There’s a story in my new Netflix comedy special, “The Good Life,” where I’m fiercely arguing politics with my father at his house about 20 years ago. The conversation got so meanspirited that when I walked out to my car, my dad didn’t even say goodbye.
I said, “Bye, Dad.”
And he said, “Well, you’ve gone another way.”
At that point in “the special I say, “My whole life I wanted to be my dad, and at a certain point I decided I wanted him to be me.”
But if I’m being honest, that’s not what I thought in the moment. I thought something along the lines of, “What is he thinking? He’s just wrong.”
About a year ago, my dad had an acute stroke that put him in the hospital for months and now he’s home with care. He can’t stand up. He can’t walk. He can speak, but he doesn’t remember anything that’s happened in the last 12 months.
This is a huge change for my family. My dad has always been a big personality. Sometimes too big. When I was a kid, he’d sometimes fly off the handle. So in my special, I make the joke that the silver lining is that as horrible as the stroke has been, “if I’m being completely honest, it has calmed him down.”
One night, after I made that extremely dark joke, the audience didn’t know how to feel about it.
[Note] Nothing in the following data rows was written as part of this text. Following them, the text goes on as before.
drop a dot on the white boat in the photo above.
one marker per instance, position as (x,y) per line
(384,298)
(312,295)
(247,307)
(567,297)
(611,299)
It sort of sat there. I think the audience thought, Are we allowed to laugh about this guy’s ailing father? So I improvised a line: “Most of the jokes tonight are for you, but some of the jokes are for me. This is a coping mechanism. And I hope it is for you too.” That lit up the crowd. There was an acknowledgment that this was something I was really grappling with.
I’ve been doing comedy professionally for 23 years, and I’m just starting to realize that comedy is the coping mechanism I developed in my childhood. When I’m performing, I’m sharing that tool with my audience. I’m basically saying: “Here. Maybe use this.”
My dad never wanted me to be a comedian. He wanted me to be a doctor, like him. Or really any profession other than comedian. In college, I got a job busing tables at the DC Improv comedy club and he was furious.
He said, “You’re working at a comedy club? What do the people do? Strip?”
I said, “No, they perform comedy.”
And he said, “That is not your priority.”
But it was. I became obsessed with every comedian who came through that club: Mitch Hedberg, Margaret Cho, Brian Regan. I gravitated toward jokes that confessed something the comedian had experienced. I was raised in a very Catholic town in Massachusetts, and kids were never encouraged to express themselves. The conventional wisdom was: “Don’t tell anyone.” So my interest in comedy was to tell everyone.
Over the years I’ve made jokes about my life-threatening sleep disorder, my bladder cancer when I was 20, my breakups. Basically, my lowest moments. My goal is to find the comedy in the most challenging situations. If you can discover the laughs in those dark places, your bond with the audience is deeper.
When I started writing “The Good Life,” the show was about how insecure I felt as a parent of an 8-year-old. I was struggling to explain the big stuff: Drugs. Sex. X-rays. But when my dad had a stroke, the topics became even more challenging: Death. Sickness. Family crisis. The show took shape around a new question: What have I learned from my father and what can I pass on to my daughter?
Sometimes people assume that comedians are trying to mock their subjects. That’s not always true. In my case, I’m trying to understand who they are. So I’ve spent the last year of my life trying to understand my dad. And it’s hard.
When crafting the special, one of my first jokes that landed was, “When I was a kid, it seemed like my dad knew everything. He was a doctor and in his free time he got his law degree. That’s how much he didn’t want to be a dad. He thought, What could I do in these slots of time when I would be parenting? In fairness, we weren’t great kids. We always … wanted a dad. … And he wanted another secondary degree.”
As I wrote other jokes like that, I felt the necessity to look at my own blind spots. It only seemed fair. When was my dad a good dad? When was he a good doctor? When was he a good role model? I ended up painting a portrait of him that is, I hope, loving.
After a lifetime of puzzling over the mystery that is my dad, it was the art form that he desperately didn’t want me to pursue that helped me understand him the most. Twenty years after he told me, “you’ve gone another way,” I’ve realized that I definitely have and that’s OK. Better than OK. It’s funny.